Il ouvrit son porte-documents et découvrit au pharmacien les rangées de verres intacts et presque intacts, de montures et de lunettes montées, pillés dans toute la Zone de la Baie, surtout dans les grands dépôts proches d’Oakland.
— Je suis en mesure de corriger presque tous les défauts de la vue, poursuivit-il. J’ai ici un bel assortiment. Êtes-vous, presbyte, myope, astigmate ? Je vous arrange ça en dix minutes, rien qu’en essayant un verre ou deux.
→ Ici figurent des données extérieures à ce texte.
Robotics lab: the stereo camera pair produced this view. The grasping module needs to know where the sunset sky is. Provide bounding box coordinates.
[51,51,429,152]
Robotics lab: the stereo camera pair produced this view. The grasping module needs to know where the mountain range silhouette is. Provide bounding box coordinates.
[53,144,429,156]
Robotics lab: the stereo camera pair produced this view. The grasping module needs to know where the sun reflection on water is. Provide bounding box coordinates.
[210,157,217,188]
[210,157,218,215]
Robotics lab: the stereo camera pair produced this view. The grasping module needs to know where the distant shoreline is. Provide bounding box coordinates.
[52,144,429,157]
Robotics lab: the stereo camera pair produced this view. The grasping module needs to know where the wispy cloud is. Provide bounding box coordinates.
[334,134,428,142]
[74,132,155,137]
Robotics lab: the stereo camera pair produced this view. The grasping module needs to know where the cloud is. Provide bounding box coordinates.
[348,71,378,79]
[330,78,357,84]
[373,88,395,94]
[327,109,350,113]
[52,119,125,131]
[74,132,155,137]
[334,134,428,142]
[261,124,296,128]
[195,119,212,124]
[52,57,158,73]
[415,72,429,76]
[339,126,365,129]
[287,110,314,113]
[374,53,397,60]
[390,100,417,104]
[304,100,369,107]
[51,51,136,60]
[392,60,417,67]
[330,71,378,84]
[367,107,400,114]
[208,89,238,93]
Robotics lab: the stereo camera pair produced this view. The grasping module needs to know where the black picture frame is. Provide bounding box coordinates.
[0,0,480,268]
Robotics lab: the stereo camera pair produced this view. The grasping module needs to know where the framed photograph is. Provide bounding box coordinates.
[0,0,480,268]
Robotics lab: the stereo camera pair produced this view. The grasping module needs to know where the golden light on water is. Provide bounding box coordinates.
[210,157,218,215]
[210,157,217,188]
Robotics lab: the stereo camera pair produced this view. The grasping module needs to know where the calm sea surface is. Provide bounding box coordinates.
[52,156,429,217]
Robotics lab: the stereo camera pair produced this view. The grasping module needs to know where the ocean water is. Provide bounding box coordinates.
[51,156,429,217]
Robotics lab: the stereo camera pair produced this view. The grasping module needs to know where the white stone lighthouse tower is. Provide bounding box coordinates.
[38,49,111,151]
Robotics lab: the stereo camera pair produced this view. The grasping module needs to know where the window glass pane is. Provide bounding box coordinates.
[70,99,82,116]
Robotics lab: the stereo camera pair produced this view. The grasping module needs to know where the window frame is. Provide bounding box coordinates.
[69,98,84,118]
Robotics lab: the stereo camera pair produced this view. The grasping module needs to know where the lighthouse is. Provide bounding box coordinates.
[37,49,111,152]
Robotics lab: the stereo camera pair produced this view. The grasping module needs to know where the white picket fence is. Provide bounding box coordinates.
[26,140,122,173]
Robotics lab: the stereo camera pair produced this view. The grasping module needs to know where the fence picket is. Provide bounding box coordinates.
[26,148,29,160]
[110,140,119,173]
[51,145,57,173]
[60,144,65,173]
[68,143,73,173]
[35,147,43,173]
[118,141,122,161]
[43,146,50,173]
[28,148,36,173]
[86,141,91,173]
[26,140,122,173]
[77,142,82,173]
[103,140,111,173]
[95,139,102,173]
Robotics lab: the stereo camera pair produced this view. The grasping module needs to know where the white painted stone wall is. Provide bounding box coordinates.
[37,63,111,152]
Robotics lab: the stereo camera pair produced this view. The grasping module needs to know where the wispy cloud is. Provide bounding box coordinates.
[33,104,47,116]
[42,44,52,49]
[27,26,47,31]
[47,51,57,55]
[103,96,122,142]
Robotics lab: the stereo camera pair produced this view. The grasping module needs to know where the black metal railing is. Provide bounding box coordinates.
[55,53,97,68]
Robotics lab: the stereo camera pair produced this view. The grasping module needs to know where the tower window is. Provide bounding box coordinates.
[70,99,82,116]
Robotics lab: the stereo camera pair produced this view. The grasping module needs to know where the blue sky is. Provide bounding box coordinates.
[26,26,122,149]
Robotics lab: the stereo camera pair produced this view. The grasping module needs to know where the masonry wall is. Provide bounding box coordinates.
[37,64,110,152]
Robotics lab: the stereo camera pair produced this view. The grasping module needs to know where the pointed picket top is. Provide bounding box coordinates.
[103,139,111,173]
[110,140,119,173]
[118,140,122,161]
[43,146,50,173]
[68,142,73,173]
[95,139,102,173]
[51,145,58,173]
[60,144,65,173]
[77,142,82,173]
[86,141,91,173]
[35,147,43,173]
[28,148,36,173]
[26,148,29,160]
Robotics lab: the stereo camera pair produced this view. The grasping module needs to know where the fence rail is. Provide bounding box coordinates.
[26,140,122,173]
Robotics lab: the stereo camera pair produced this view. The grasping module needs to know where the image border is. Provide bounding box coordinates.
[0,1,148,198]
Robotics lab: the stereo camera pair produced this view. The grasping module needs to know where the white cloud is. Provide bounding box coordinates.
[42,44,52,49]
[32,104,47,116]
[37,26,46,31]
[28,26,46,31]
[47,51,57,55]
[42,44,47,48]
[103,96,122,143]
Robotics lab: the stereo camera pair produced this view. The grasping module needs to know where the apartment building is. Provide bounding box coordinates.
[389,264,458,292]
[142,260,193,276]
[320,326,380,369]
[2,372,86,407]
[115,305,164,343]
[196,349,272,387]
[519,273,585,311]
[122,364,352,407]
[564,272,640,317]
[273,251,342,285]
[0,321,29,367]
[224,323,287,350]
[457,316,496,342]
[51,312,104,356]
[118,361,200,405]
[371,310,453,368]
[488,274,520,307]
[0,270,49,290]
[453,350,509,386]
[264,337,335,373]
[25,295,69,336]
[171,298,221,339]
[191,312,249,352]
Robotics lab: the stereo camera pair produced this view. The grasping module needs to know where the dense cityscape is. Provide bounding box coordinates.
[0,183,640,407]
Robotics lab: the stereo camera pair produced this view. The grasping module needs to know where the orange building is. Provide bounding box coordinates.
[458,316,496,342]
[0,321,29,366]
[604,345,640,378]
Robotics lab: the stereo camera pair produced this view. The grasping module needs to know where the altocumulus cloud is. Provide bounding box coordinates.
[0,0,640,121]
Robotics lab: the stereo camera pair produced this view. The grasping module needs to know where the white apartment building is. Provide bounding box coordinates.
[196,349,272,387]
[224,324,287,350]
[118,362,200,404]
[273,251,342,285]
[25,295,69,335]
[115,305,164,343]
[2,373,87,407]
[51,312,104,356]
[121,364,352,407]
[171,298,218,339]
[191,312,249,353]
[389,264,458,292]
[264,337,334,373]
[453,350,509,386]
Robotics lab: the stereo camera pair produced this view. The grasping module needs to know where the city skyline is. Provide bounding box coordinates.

— Presbyte, répondit le pharmacien, mais je ne crois pas avoir ce que vous désirez.
Il contemplait avec envie les rangées de verres.
Eldon se mit en colère :
— Pourquoi ne le disiez-vous pas tout de suite, que je puisse m’en aller ? Il faut que j’arrive aujourd’hui à Petaluma où il y a des tas de drugstores… Il suffirait que je trouve un camion de foin qui aille dans cette direction.
— Vous ne pouvez pas me donner deux verres en échange de quelque chose d’autre ? demanda le pharmacien d’un ton plaintif, en le suivant. J’ai un remède de haute valeur pour le cœur, du gluconate de quinidine. On vous donnerait n’importe quoi en échange. Je suis absolument le seul à en avoir dans le comté de Marin.
— Y a-t-il un médecin dans le coin ? s’informa Eldon, s’immobilisant au bord de la route envahie de mauvaises herbes et bordée de boutiques et d’habitations.
— Oui, fit le pharmacien avec une certaine fierté. Le Dr Stockstill. Il est ici depuis plusieurs années mais il n’a pas de produits. Je suis le seul…
Serviette sous le bras, Eldon Blaine avançait sur la route départementale, écoutant avec espoir les pétarades d’un véhicule à gazogène, dans le calme matinal de la campagne californienne. Mais le bruit diminuait. Le camion allait, hélas, dans l’autre direction.